Clinical programs and market expansion plans

On clinical evidence generation, Farquhar said HeartFlow will accelerate prospective trials and publications in 2026. He noted the first patient has been enrolled in the NAVIGATE-PCI registry, a prospective 5,000-patient study designed to evaluate how PCI Navigator influences clinical strategy, procedural efficiency, and physician confidence in the cath lab.

HeartFlow also previewed upcoming data presentations and readouts tied to its plaque program:

  • ACC meeting (later in the month): real-world data from a 15,000-patient registry from Mass General Brigham, which management said shows HeartFlow Plaque Analysis is a powerful CT-based predictor of MACE and supports its plaque staging system for risk stratification.
  • Second half of the year: planned reporting of one-year outcomes from approximately 13,000 patients within the DECIDE registry.

Management also discussed expanding into a high-risk asymptomatic population. Farquhar said HeartFlow estimates this represents an incremental $6 billion U.S. opportunity, expanding total market opportunity to $11 billion.
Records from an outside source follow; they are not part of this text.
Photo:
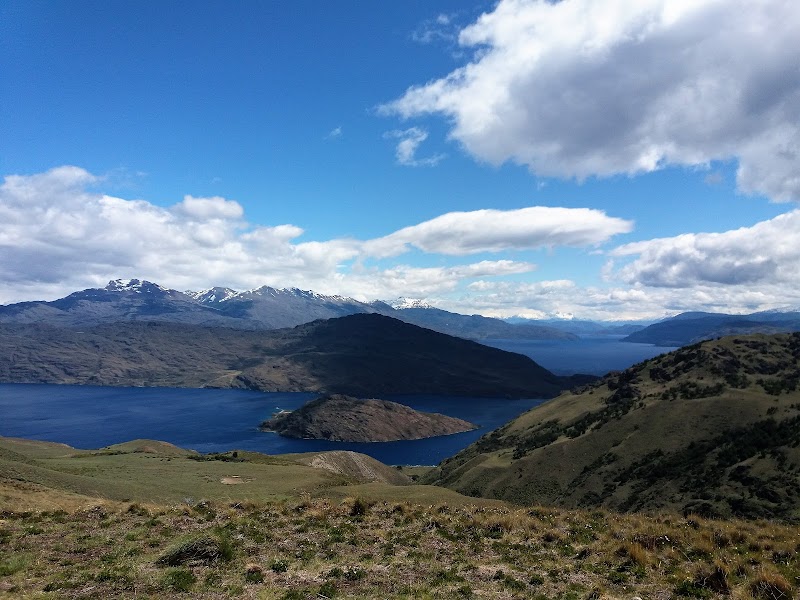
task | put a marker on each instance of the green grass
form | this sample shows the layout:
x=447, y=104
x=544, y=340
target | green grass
x=323, y=548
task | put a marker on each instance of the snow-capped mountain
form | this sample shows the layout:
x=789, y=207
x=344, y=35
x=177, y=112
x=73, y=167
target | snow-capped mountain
x=261, y=308
x=134, y=285
x=213, y=295
x=402, y=303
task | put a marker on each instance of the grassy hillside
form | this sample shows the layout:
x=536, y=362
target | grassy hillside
x=58, y=539
x=712, y=428
x=347, y=419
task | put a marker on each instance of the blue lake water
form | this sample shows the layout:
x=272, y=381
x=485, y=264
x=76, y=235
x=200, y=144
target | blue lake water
x=220, y=420
x=595, y=355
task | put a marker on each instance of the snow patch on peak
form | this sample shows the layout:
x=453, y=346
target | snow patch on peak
x=213, y=295
x=134, y=285
x=403, y=302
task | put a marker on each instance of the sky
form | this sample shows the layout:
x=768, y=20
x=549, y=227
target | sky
x=598, y=159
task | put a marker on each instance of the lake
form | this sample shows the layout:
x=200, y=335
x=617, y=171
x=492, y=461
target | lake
x=209, y=420
x=221, y=420
x=595, y=355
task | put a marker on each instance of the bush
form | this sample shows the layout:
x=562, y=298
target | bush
x=201, y=550
x=771, y=586
x=178, y=580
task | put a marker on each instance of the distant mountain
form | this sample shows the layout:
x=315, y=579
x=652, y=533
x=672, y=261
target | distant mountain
x=584, y=327
x=692, y=327
x=366, y=355
x=713, y=429
x=271, y=308
x=346, y=419
x=477, y=327
x=259, y=309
Over the next 12 months, the company plans to initiate three randomized controlled trials across targeted subpopulations, with approximately 1,400 total patients combined across the trials, according to his remarks.
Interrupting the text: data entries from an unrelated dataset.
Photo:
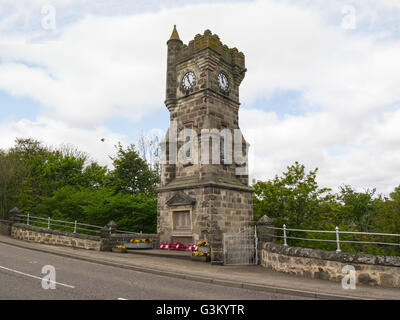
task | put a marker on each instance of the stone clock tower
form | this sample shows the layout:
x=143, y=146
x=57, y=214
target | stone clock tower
x=204, y=188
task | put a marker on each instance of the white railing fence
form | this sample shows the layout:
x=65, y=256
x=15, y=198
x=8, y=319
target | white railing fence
x=75, y=226
x=338, y=239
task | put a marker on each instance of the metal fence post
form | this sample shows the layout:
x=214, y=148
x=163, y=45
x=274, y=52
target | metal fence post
x=284, y=235
x=337, y=239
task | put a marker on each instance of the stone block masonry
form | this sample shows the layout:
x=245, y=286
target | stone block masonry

On competitive positioning, Farquhar said the company’s primary “competition” is the existing standard of care, and he argued HeartFlow’s differentiation is rooted in its proprietary data set, clinical evidence base (including more than 600 peer-reviewed publications as cited on the call), regulated medical device requirements, integration into clinical workflows, and its global patent portfolio. He said the company competes on product quality rather than price and added that other AI vendors in the category have not slowed HeartFlow’s progress.

From a financial position standpoint, Verghese said HeartFlow ended the quarter with $280.2 million in cash, equivalents, and investments and said the company is “well capitalized” to fund operations through profitability while continuing to invest in R&D and commercial expansion. He also said HeartFlow remains on track to achieve cash flow profitability within three years of its IPO.
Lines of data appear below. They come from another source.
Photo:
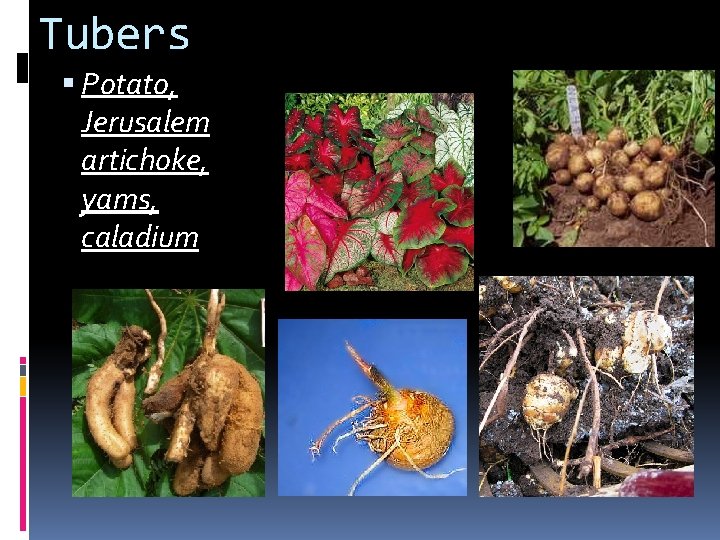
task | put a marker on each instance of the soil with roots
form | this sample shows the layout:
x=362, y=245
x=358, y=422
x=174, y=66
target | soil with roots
x=508, y=446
About Heartflow (NASDAQ:HTFL)

HeartFlow, Inc (NASDAQ: HTFL) is a medical technology company that develops non-invasive diagnostic solutions for coronary artery disease. The company’s core offering translates coronary CT angiography (CTA) data into a patient-specific, three-dimensional physiological model of the coronary arteries. Using advanced image processing and computational modeling, HeartFlow’s analysis estimates fractional flow reserve (FFR) values throughout the coronary tree to identify ischemia-producing lesions without the need for invasive pressure-wire measurements.

HeartFlow’s cloud-based service integrates with clinical workflows: clinicians submit coronary CTA images and receive a detailed, color-coded 3D map and report that highlights lesion-specific FFR values and physiological impact.